Migalhas, só para os pombos.
queira banquete de verdade
invente cardápios
[experimente]
mude o paladar
seja levada pelo vento
manche a lua com seu beijo
aqueça o sol com seu corpo
ande nas estrelas
Não espere...
Corra!.






DESFILE






















E o mar passou
em tons azuis
clareou o céu
refletiu o mundo
apagou a chama
de outrora
e o que era fogo
se tornou água
marinha
água cristalina
E a águia divina
piou na avenida
virou fênix
surgiu das cinzas
E a minha Portela
navegou
banhou o peito
de quem sempre
foi campeã
As constelações
nos guiaram
para um mundo
azulindo
azul-portela
azul-divino



MERGULHO



































Entrei com tudo
e com a alma nua
me lavei.
De braços abertos
me permiti
dançar
rodar
e totalmente lavado
[aragem sem feridas
frestas permitidas]
cantei!
Cantei ao amor
cantei e espantei
a dor
Entrei com tudo...
desnudo
de mim
e com as mãos
juntas e erguidas
me entreguei
espalhado
molhado
em prata
E, ali, junto a chuva
pensei em ti
somente em ti.



FRENTE FRIA















Antecipada!
Metida!
Prometida pra mais tarde
chega antes
se antecipa
vem fina, silenciosa
e fria.
Decididamente
Uma intrusa!
Uma empata!
E mesmo sabendo
que está de passagem
ela fica estacionada
sem se importar
com mais nada
viaja milhas
só pra nos contrariar
perturbadora
de mim
de meus planos...
Se eu pudesse...
Ah!

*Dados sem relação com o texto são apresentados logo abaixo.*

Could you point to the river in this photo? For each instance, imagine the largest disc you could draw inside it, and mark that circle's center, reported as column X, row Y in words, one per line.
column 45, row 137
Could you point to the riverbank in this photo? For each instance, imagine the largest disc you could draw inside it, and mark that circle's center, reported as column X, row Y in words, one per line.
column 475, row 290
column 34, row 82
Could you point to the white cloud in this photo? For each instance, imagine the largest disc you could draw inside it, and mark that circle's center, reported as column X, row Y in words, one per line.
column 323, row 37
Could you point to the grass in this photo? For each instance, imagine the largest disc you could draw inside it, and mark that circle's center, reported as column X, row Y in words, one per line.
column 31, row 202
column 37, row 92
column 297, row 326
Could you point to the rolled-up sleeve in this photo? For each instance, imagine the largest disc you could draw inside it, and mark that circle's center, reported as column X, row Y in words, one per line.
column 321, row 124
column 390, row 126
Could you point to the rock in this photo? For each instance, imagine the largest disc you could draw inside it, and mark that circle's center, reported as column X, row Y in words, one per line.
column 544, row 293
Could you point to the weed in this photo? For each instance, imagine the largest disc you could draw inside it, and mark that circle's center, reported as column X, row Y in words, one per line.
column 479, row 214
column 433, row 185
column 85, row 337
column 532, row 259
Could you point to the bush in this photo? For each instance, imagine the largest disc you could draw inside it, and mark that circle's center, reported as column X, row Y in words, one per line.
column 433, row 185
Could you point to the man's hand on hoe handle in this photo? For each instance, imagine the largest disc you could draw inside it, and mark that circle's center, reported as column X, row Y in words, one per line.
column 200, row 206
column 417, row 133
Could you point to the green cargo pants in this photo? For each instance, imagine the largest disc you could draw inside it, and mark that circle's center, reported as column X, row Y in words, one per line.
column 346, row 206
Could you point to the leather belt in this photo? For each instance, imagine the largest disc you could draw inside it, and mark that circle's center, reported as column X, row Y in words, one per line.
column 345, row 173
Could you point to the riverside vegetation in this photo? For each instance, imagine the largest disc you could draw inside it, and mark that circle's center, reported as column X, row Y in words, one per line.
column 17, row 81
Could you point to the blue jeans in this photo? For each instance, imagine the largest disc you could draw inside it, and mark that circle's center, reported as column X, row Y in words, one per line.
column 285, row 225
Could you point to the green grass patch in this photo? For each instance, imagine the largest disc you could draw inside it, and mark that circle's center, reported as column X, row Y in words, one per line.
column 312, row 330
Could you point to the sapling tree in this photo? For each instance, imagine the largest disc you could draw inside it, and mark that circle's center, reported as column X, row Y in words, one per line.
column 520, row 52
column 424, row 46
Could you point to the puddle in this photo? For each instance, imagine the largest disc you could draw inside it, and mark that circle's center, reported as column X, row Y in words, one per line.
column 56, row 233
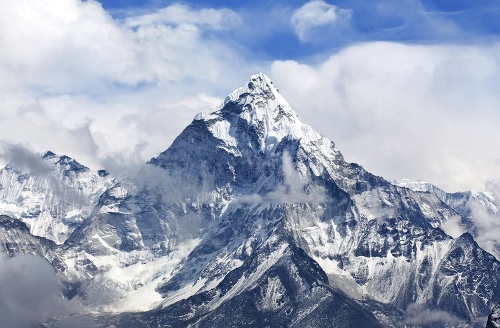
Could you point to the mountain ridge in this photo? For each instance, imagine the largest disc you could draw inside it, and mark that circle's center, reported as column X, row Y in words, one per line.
column 251, row 209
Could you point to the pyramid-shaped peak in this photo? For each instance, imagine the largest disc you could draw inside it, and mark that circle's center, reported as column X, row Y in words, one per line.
column 261, row 81
column 265, row 111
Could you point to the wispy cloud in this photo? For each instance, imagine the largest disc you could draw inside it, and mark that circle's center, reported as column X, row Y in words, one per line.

Se eu pudesse!
Desviaria de sua rota
fugiria dela
iria pra bem longe.
Afinal, ainda é verão
depois vem o outono
E que raio é esse
de tanto frio!?



ATRAÇÃO

















Quero todos os amores
possíveis e impossíveis
[quero ser encontrado]
fragmentado
embaralhado
reconstruído
Quero todos os amores
existentes
Quero a miscelânea
de sentimentos
de tempo
e estações
Quero no mesmo frasco
o amor e a paixão
Quero me tornar idiota
e viver a sorrir
me olhar e me descobrir
Quero todos os amores
entre mim e você
como um imã
nos fazendo único
e quando juntos
somente uma pele
e ao nosso redor
flores
e nada mais

DUPLO


















Trago em meu peito
dois corações
eles pulsam,
bombeiam em mim:
vontade
esperança
desejo.
Trago nele
nós dois



ENLAÇADOS




















Estão unidos
por fita invisível
e cada um segura
a ponta do laço
Estão envolvidos
como um presente
e como os presentes
são alegrias
e surpresas
Estão unidos
por uma fita
e cada um segura
a ponta do laço...

DELEITE



























Seu corpo no meu
minhas pernas
entre as suas
te enlaço e te guio
sinto-te toda
frágil
delirante
minha!
[ofego,
te arrepio]
e de olhos cerrados
em rodopios
sonhamos - flutuamos
esquecidos de tudo
dançamos o passado
dançamos o presente
e quando tudo acaba
corações acelerados
ainda adrenalisados
continuamos quentes
colados
querendo o futuro.

FOGO

Todos os beijos!
molhados
sequinhos
estalados
grudadinhos
Beijos comportados
assoprados
guardados
roubados
escondidinhos
Todos os beijos!
na testa dados pela tia
no queixo acompanhado
com uma mordidinha
nas bochechas entre dois amigos
no pescoço depois de um cheiro

Beijos assanhados
acompanhados de muitas mãos
Beijo de encontro / de despedida
Beijo que ferve, que dá partida
Beijo na nuca, que arrepia
Beijo de esquimó
Beijo que sara a dor
Beijo que explora
Beijo que marca território
Beijo que levita
e que tira o sapato
Beijo que te leva à lua
Beijo que te deixa nua
Enfim, todos os beijos
eu quero pra mim...

SUSPENSÃO











E no ponto final, a incerteza.
Fica em traços
rabiscos invisíveis
o pensamento acuado
E na incerteza do ponto
Reticências...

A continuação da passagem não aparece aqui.